We flit through other key events from those final years. We see how Wilde didn’t quite manage to escape the hostility even on the continent, the writer clearly shaken by torturous pursuits from young men playing cricket on the beaches of northern France, all of the way through to the perhaps even more agonising times of loneliness in his final months in the country’s capital.
Everett paints a perfect portrait of the artist in the very impressive debut, the movie large in scale and ambition, but he must be most applauded for his performance as Wilde, the actor almost unrecognisable in the role – yes, those striking good looks are nowhere to be seen under the prosthetics and glorious make-up – this even rivals the job done on Gary Oldman’s Churchill in his sure-fire Oscar-winning turn in Darkest Hour.
Other positive elements include the astounding, almost dream-like cinematography from John Conroy, whose employs the use of unconventional camera moves and uses of light and flares to paint his gorgeous cinematic pictures. Then there’s Gabriel Lared’s stunning score, an elegant accompaniment to the striking imagery.

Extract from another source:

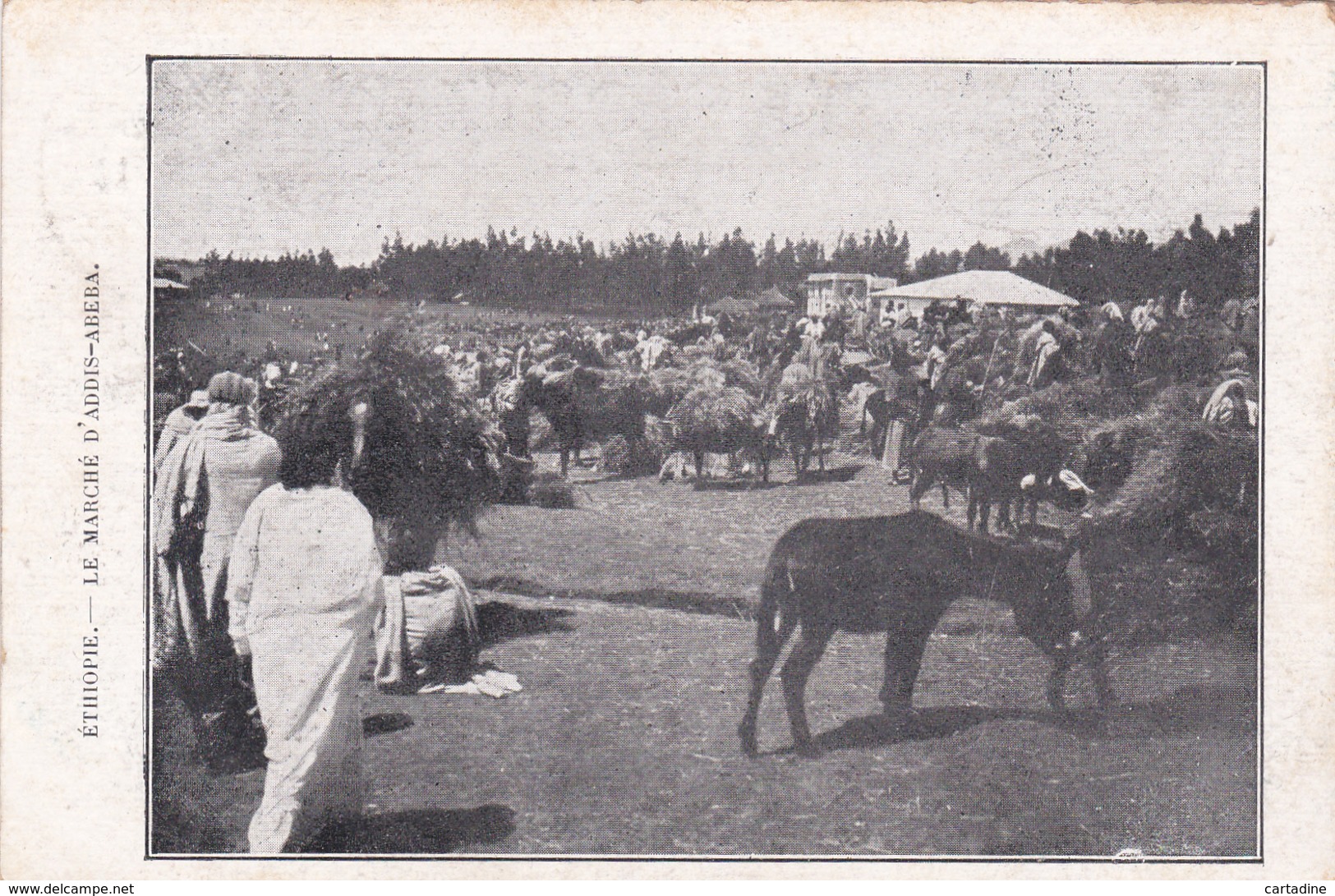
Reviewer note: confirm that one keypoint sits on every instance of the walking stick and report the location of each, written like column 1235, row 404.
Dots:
column 987, row 373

Everett’s directing debut is a revelation, a well-honed and fitting tribute to Wilde’s final days. It’s absolutely astonishing that the debutante put in this kind of performance as well as write and direct and such a film of this scale on his first outing. That alone should be applauded, but with the added gravitas of fleeting extended cameos from the likes of Miranda Richardson, Anna Chancellor and Tom Wilkinson, the latter showing up as the Irish priest who reads Wilde his last rites, as well as the solid star power of Firth, an assembled ensemble of multi-national technical support and an unrelenting vision from its puppeteer in Everett, The Happy Prince was something of a delight.
The Happy Prince review by Paul Heath, February 2018.
The Happy Prince is awaiting a UK release. It was reviewed at the 2018 Berlin International Film Festival.